Our Elijah was an Afrikaner delivering a traffic ticket

Each Pessah we laugh about the year mother sent four bottles of her mead to a neighbor.

seder plate 88 224 (photo credit: Courtesy)
seder plate 88 224
(photo credit: Courtesy)
From the day that mother clasped her hands together and said, "Ay, kinder, do you realize it's only six weeks to Pessah," she transmitted a lovely anticipation of the coming festival. A wooden barrel appeared in which my mother, with the use of hopps, set a delicious quantity of mead brewing for Pessah. Then the tin bath was lifted down for the soaking of glassware and the polishing of the silver began.

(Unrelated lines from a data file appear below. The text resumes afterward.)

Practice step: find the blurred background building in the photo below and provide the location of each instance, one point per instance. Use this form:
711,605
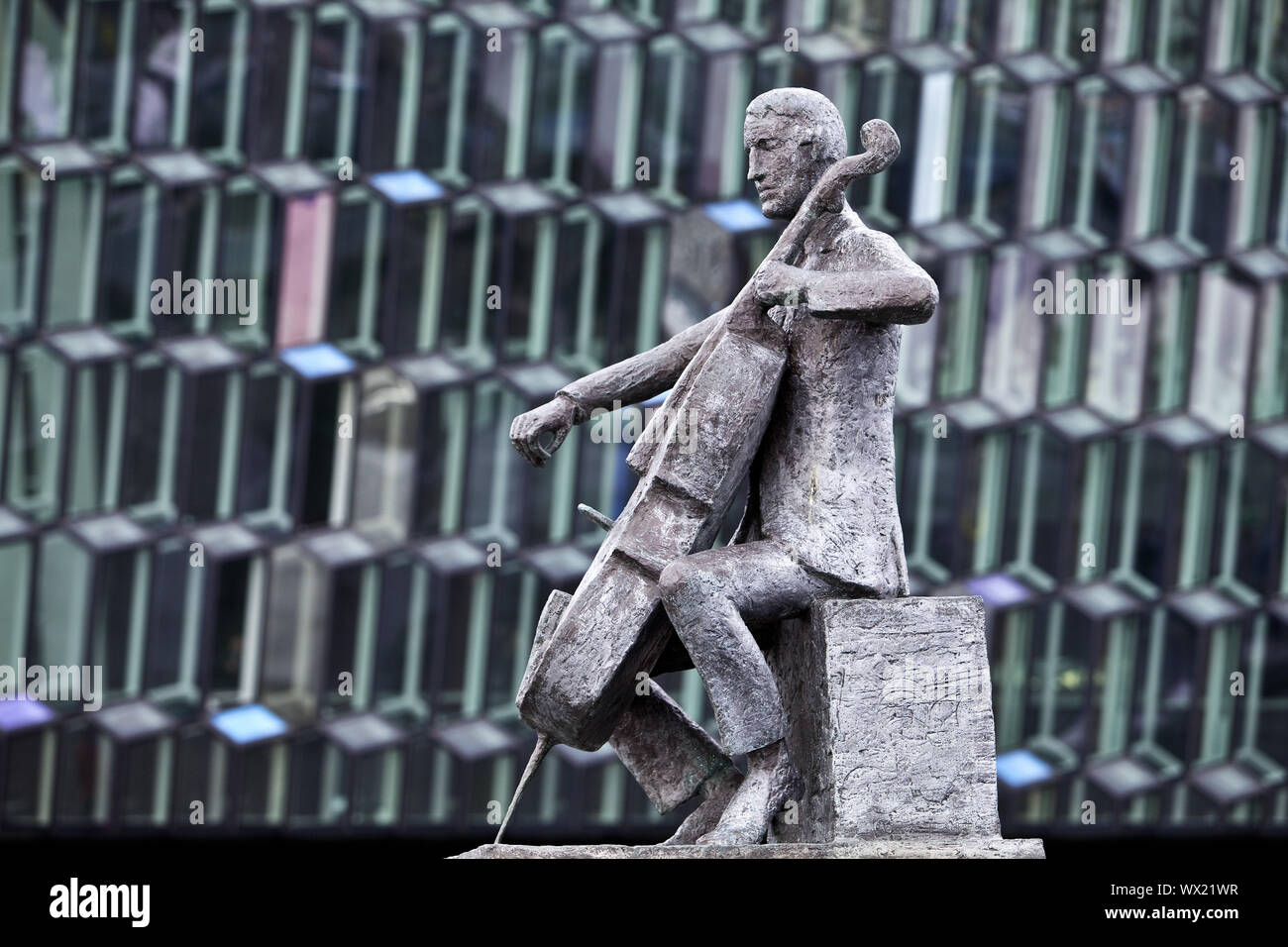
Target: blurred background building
297,541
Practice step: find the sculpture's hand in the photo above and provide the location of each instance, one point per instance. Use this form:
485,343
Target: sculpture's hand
780,283
554,418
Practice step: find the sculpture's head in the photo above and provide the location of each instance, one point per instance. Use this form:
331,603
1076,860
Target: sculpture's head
790,136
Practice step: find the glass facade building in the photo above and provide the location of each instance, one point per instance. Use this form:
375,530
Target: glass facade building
275,275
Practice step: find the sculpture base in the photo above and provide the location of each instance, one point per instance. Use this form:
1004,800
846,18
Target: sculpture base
912,847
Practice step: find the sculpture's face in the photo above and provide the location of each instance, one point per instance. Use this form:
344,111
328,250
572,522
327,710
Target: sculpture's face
781,161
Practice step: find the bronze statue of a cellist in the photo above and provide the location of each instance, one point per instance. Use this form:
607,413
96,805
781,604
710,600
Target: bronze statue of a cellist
805,360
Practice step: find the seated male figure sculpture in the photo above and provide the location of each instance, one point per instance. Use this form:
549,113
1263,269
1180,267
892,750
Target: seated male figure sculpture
820,518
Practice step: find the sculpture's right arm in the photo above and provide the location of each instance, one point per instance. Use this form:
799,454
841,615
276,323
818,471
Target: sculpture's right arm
630,381
642,376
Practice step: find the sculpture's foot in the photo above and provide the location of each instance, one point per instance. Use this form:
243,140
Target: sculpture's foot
771,781
716,793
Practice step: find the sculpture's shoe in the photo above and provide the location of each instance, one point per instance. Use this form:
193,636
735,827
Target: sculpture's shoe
767,788
716,793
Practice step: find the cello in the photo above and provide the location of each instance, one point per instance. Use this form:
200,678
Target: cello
590,647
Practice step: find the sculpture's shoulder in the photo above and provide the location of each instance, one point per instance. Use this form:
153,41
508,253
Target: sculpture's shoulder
866,248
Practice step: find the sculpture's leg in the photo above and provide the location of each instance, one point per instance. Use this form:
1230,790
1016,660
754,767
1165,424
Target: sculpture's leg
709,596
674,759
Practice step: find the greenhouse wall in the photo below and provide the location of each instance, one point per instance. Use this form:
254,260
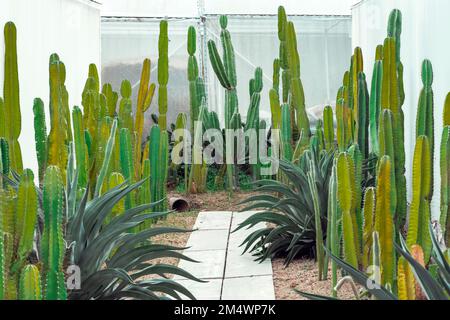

More exciting was the arrival at our small village near the Bushveld in South Africa of the large, not-to-be-opened-until-THE-DAY box of matza ordered well in advance from Johannesburg. Once the Passover fury of cleaning was accomplished, we'd eat in the garden - anywhere but within our already hametz-free home filled with the special aroma of Pessah - of scrubbed wood, mixed with whiffs of rendering schmaltz, maturing mead, pickling cucumbers, beets and what not. Then came the pleasure of watching mother unlock the Pessah cupboard, revealing our best cups, dinner service, cutlery and kitchenware that would replace - for eight days - the plain and ill-matching utensils in use all year round. Every family I'm sure has its own Passover anecdotes - some special shared memory that remains lodged and part of us. In our family, each Pessah we recall and laugh about the year mother sent four bottles of her mead to a neighbor, who placed the bottles on her windowsill where, heated by the Sun, they blew their corks and smashed the irate woman's window. Or that Seder night in Johannesburg when Elijah's goblet stood filled to the brim, and I, waiting for my father's nod, opened the door to find not Elijah, but a messenger of the court - a young Afrikaner man delivering a traffic summons. Seeing him there sent us into fits of laughter. Go explain that particular ritual in the Haggada to a Gentile! The poor man may still be wondering what those Jews found so hilariously funny about being summoned to court!